Challenges Behind the Sweets: Labor Shortage and Black Market
According to Balázs Erdélyi, president of the Hungarian Confectioners’ Guild, the sector’s biggest issues include a shortage of skilled labor, rising ingredient prices, and the growing presence of the unregulated market. So-called “home bakers” — who take on entire weddings without any official licenses or inspections — cause significant harm to legitimate businesses, while posing food safety risks.
“This kind of underground model has not yet appeared in ice cream parlors, but it’s already affecting pastry shops. Legal businesses simply cannot compete with those avoiding taxes,” Erdélyi added in a recent interview.
Imported Ingredients, Local Commitment
Pastry shops around Lake Balaton typically use premium imported ingredients, whose prices have soared in recent years. Rising logistics and energy costs further burden the sector. Those seeking to modernize their equipment must make serious investments — which few can afford.
“To maintain quality, confectioners must be paid salaries close to Western European levels. That’s the only way to retain highly skilled professionals,” added the president of the Guild.

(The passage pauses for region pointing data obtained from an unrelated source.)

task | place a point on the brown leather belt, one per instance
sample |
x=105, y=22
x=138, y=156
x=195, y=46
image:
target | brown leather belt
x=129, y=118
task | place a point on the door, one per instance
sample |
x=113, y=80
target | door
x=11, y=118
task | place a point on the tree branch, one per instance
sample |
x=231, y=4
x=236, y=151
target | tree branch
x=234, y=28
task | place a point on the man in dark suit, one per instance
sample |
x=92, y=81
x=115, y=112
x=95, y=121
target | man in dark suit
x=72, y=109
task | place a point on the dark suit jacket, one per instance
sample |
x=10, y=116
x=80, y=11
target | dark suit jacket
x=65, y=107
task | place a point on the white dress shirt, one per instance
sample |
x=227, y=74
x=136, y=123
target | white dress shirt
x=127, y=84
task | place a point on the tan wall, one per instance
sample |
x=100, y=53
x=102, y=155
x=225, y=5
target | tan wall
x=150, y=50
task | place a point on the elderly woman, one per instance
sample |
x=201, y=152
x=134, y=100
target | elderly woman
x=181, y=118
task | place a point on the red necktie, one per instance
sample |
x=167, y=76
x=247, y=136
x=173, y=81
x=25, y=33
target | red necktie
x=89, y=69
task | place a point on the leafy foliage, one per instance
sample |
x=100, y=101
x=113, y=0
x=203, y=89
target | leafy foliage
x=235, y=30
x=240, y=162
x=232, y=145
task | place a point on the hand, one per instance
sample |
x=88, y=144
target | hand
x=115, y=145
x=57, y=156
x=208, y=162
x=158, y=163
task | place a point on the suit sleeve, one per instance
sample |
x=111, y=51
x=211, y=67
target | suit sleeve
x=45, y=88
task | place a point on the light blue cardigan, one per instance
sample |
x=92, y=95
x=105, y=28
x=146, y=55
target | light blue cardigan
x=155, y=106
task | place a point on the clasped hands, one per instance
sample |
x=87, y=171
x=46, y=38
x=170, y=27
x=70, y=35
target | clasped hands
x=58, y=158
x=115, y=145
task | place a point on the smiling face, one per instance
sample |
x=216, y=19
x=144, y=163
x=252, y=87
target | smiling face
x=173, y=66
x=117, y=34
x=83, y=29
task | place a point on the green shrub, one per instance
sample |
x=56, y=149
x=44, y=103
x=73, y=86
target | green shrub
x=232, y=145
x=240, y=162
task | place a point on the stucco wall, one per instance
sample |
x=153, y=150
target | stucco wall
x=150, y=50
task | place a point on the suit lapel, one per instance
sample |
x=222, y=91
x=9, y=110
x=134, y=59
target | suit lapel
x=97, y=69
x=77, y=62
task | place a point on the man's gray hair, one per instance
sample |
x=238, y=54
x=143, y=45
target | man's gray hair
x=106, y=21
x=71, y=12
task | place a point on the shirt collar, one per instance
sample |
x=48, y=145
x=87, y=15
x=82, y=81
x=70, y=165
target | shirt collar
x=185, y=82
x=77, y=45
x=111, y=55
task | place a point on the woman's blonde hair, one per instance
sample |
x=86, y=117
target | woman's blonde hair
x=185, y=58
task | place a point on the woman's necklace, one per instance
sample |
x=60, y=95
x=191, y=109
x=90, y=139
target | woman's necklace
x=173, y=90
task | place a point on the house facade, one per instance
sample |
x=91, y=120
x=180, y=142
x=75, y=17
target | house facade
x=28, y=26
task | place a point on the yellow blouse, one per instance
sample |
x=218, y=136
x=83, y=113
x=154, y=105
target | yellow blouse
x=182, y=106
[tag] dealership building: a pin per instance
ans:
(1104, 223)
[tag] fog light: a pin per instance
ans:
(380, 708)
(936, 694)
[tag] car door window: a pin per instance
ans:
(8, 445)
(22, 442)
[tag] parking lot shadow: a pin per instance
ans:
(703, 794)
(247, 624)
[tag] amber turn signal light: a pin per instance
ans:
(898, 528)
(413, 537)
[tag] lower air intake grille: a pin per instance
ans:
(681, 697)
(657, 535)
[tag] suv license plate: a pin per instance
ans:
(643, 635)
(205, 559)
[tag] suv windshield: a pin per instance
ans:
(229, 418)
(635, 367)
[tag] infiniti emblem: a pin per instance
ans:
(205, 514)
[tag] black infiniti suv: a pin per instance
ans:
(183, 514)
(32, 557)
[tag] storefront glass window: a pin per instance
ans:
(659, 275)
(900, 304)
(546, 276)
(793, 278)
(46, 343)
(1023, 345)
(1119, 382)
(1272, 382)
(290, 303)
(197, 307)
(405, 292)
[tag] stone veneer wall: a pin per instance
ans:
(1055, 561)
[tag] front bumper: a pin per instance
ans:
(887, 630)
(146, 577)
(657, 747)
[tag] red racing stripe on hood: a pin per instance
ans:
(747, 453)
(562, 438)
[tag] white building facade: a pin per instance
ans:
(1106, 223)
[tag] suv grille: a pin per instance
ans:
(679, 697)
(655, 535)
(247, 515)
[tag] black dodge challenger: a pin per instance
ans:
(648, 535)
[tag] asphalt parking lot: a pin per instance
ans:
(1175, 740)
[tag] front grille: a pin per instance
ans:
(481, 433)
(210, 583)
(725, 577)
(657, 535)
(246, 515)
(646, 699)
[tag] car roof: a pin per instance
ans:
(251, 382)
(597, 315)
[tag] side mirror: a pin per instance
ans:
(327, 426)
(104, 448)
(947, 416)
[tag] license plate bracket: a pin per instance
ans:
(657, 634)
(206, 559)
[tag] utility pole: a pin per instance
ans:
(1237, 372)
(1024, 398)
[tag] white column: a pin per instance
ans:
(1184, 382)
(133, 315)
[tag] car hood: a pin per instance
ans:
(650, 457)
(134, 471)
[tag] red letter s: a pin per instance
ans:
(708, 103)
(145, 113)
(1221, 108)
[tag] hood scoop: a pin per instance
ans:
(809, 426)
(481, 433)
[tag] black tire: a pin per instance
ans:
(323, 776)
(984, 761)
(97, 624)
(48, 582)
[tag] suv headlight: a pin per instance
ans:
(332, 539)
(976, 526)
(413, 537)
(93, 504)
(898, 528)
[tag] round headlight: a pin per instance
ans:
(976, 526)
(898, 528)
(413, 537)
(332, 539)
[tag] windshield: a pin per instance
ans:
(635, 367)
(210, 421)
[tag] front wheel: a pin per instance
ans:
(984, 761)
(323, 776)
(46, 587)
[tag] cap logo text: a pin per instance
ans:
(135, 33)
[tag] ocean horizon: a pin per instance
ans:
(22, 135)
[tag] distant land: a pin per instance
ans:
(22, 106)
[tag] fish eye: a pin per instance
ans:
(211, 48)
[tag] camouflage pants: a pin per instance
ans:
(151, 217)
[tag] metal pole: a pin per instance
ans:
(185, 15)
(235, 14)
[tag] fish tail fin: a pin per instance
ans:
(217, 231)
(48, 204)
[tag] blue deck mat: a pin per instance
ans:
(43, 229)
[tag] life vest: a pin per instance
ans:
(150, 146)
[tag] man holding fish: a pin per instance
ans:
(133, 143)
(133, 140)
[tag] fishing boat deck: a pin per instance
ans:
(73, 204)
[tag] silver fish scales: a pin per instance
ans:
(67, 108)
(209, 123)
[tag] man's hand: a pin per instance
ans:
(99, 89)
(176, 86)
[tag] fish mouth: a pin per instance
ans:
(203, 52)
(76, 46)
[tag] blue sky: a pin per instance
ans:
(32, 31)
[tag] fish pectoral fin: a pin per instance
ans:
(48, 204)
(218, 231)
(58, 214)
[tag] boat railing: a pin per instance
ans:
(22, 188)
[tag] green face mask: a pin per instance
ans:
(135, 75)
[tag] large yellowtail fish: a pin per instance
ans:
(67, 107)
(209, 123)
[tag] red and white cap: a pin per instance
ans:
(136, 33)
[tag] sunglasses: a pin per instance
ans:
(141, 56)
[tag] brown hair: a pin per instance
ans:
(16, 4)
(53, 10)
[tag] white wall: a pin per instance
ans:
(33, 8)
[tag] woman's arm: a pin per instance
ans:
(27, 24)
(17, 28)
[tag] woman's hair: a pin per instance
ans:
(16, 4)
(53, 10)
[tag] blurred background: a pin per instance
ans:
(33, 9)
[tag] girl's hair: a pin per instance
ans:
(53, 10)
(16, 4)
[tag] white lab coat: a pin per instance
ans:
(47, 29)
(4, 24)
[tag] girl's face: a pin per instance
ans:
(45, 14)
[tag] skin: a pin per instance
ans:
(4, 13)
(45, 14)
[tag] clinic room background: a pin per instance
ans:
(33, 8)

Extreme Flavors, Intense Competition
This summer, once again, wouldn’t be complete without outlandish ice cream flavors — such as pork stew or pickled cucumber — but behind the scenes, a fierce competition is taking place. New dessert shops are opening one after another in the Balaton region: some launched by young entrepreneurs with trendy concepts, others as short-term investments. Experience shows, however, that only those businesses survive long-term where humility, expertise, and consistent quality are core values.